He Wangli, Cao Jinde
Department of Mathematics, Southeast University, Nanjing, China.
Chaos. 2009 Mar;19(1):013118. doi: 10.1063/1.3076397.
In this paper, generalized synchronization of two chaotic systems is investigated. The auxiliary system approach, which is suggested by H. Abarbanel, N. Rulkov, and M. Sushchik [Phys. Rev. E 53, 4528 (1996)], is used to detect and study generalized synchronization.

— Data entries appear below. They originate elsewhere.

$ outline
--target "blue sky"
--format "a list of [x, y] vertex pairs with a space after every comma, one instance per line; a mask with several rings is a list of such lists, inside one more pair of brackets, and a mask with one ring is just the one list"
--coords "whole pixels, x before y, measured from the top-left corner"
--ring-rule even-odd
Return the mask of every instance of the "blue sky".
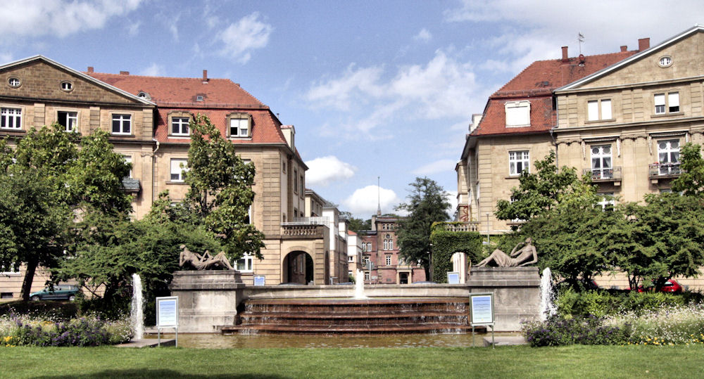
[[4, 0], [0, 63], [229, 78], [296, 127], [306, 186], [368, 218], [427, 176], [453, 199], [472, 113], [531, 62], [655, 44], [698, 1]]

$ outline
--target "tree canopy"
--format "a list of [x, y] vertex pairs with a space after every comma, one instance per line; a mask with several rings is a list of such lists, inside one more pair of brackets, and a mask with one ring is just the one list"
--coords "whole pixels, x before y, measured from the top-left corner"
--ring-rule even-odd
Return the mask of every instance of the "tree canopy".
[[447, 193], [435, 181], [426, 177], [415, 178], [410, 183], [408, 203], [396, 207], [408, 215], [398, 221], [396, 236], [399, 255], [407, 262], [420, 262], [425, 269], [425, 277], [430, 278], [430, 233], [434, 222], [447, 221], [450, 203]]

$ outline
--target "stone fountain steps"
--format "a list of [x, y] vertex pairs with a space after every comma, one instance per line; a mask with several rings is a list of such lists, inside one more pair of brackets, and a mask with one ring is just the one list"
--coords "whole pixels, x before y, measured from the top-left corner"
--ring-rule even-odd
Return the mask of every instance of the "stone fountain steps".
[[465, 333], [467, 297], [251, 299], [239, 325], [222, 333]]

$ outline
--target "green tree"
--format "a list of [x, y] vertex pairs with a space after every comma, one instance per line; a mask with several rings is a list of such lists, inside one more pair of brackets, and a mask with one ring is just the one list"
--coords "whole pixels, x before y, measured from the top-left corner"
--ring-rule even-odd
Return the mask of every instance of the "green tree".
[[434, 222], [450, 219], [447, 214], [450, 203], [447, 200], [447, 193], [435, 181], [426, 177], [415, 178], [415, 181], [409, 185], [411, 189], [406, 198], [408, 203], [396, 207], [396, 210], [408, 213], [406, 217], [398, 220], [396, 231], [398, 254], [407, 262], [420, 262], [425, 269], [425, 277], [430, 280], [429, 253], [432, 251], [432, 225]]
[[242, 161], [207, 117], [198, 115], [189, 127], [185, 205], [222, 240], [230, 258], [249, 252], [261, 259], [264, 234], [249, 222], [254, 165]]
[[498, 219], [529, 220], [560, 203], [579, 177], [573, 167], [558, 170], [555, 160], [555, 152], [551, 151], [543, 160], [536, 161], [536, 173], [529, 174], [528, 170], [521, 173], [518, 188], [511, 190], [512, 200], [500, 200], [496, 203]]
[[702, 196], [704, 195], [704, 159], [702, 158], [701, 146], [686, 143], [679, 150], [681, 173], [672, 181], [672, 191], [684, 195]]

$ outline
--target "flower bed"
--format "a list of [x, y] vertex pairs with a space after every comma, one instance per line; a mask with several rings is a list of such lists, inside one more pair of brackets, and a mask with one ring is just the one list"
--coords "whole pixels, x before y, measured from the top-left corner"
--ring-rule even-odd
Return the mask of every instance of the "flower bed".
[[126, 318], [106, 321], [94, 316], [54, 322], [29, 316], [0, 316], [0, 347], [98, 346], [127, 342], [132, 337]]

Based on the Lyapunov method and matrix measure, some less restrictive criteria are obtained to guarantee the asymptotical stability of the error system between the response system and the auxiliary system, which indicates the drive-response systems are synchronized in a general sense. It is shown that the feedback gain can be reduced by means of the matrix measure approach, compared to the norm method. All theoretical results are illustrated by analytical and numerical examples.
本文研究了两个混沌系统的广义同步。采用H. Abarbanel、N. Rulkov和M. Sushchik [《物理评论E》53, 4528 (1996)] 提出的辅助系统方法来检测和研究广义同步。基于李雅普诺夫方法和矩阵测度,得到了一些限制较少的准则,以保证响应系统与辅助系统之间误差系统的渐近稳定性,这表明驱动-响应系统在广义意义上是同步的。结果表明,与范数方法相比,通过矩阵测度方法可以降低反馈增益。所有理论结果都通过解析和数值例子进行了说明。